4. Namuslu kadınlara zina isnadında bulunup sonra dört şâhit getiremeyenlere seksen değnek vurun ve artık onların şâhitliğini hiçbir zaman kabul etmeyin. Onlar fâsıkların tâ kendileridir.

5. Ancak bundan sonra tevbe edip durumlarını düzeltenler müstesnâdır. Çünkü Allah, çok bağışlayan, çok merhamet edendir.

6. Karılarına zina isnad eden ve kendilerinden başka şâhitleri bulunmayanların şâhitliği, kendisinin doğru sözlülerden olduğunu Allah’ı dört defa şâhit tutmasıyla olur.

7. Beşincisinde, eğer yalan söyleyenlerden ise Allah’ın lânetinin kendi üzerine olmasını diler.

8. Kadının da dört defa Allah’ı şâhit tutması, kocasının yalan söyleyenlerden olduğuna şâhitlik etmesi, cezayı kendisinden kaldırır.
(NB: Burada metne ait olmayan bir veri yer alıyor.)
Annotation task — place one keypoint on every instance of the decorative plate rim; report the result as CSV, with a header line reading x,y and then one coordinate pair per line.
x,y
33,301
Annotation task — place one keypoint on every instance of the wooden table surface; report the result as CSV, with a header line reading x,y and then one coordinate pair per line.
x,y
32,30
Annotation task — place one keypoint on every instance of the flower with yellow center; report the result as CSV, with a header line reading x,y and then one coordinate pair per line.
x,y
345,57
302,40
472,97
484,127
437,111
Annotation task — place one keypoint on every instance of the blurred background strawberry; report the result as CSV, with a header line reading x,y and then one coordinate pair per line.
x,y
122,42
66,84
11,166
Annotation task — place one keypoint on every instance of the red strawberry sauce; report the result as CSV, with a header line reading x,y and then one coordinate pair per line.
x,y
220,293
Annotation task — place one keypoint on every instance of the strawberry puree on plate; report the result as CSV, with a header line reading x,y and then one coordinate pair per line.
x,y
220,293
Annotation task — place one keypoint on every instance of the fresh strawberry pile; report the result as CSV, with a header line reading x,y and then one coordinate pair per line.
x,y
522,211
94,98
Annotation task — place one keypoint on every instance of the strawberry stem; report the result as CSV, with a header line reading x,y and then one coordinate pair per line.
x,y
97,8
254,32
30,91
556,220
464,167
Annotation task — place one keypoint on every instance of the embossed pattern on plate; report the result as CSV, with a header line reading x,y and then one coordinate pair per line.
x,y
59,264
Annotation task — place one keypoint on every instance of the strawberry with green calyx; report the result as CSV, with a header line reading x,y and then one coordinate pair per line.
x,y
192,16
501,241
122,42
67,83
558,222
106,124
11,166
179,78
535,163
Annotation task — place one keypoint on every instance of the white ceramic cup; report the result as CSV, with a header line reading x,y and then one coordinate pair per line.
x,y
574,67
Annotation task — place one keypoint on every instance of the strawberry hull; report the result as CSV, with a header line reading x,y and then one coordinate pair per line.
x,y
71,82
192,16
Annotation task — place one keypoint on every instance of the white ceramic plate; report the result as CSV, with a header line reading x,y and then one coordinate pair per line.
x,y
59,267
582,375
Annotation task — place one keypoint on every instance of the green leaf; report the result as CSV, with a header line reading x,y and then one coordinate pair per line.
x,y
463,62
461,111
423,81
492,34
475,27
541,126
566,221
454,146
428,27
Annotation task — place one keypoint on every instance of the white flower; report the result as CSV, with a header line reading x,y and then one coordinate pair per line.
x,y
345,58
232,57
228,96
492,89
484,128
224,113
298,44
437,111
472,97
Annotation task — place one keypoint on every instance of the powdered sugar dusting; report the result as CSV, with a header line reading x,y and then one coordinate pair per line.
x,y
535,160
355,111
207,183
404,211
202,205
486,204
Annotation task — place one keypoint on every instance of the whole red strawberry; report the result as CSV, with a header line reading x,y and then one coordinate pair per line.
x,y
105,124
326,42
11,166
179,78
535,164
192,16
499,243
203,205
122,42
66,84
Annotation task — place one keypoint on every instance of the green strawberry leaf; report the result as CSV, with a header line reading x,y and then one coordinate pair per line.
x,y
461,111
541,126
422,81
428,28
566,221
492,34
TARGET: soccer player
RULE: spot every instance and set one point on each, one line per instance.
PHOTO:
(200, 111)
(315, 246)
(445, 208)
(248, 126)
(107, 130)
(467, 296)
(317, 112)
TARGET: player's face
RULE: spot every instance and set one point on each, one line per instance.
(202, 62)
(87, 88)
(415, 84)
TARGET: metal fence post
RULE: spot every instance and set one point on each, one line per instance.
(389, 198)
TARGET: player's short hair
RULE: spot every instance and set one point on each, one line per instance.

9. Beşincisinde, eğer kocası doğrulardan ise Allah’ın gadabının kendi üzerine olmasını diler.

10. Allah’ın size lütuf ve merhameti bulunmasaydı ve Allah tevbeleri kabul eden, hüküm ve hikmet sahibi olmasaydı! (Suçlunun hemen cezâsını verirdi).

11. O uydurma haberi getirip ortaya atanlar, içinizden belirli bir zümredir. Siz onu, kendiniz için bir şer sanmayın. Bilakis o, sizin için hayırdır. Onlardan her kişiye, kazandığı günah(ın cezası) vardır. Onlardan o yalanın en büyüğüne elebaşılık yapana da büyük bir azap vardır.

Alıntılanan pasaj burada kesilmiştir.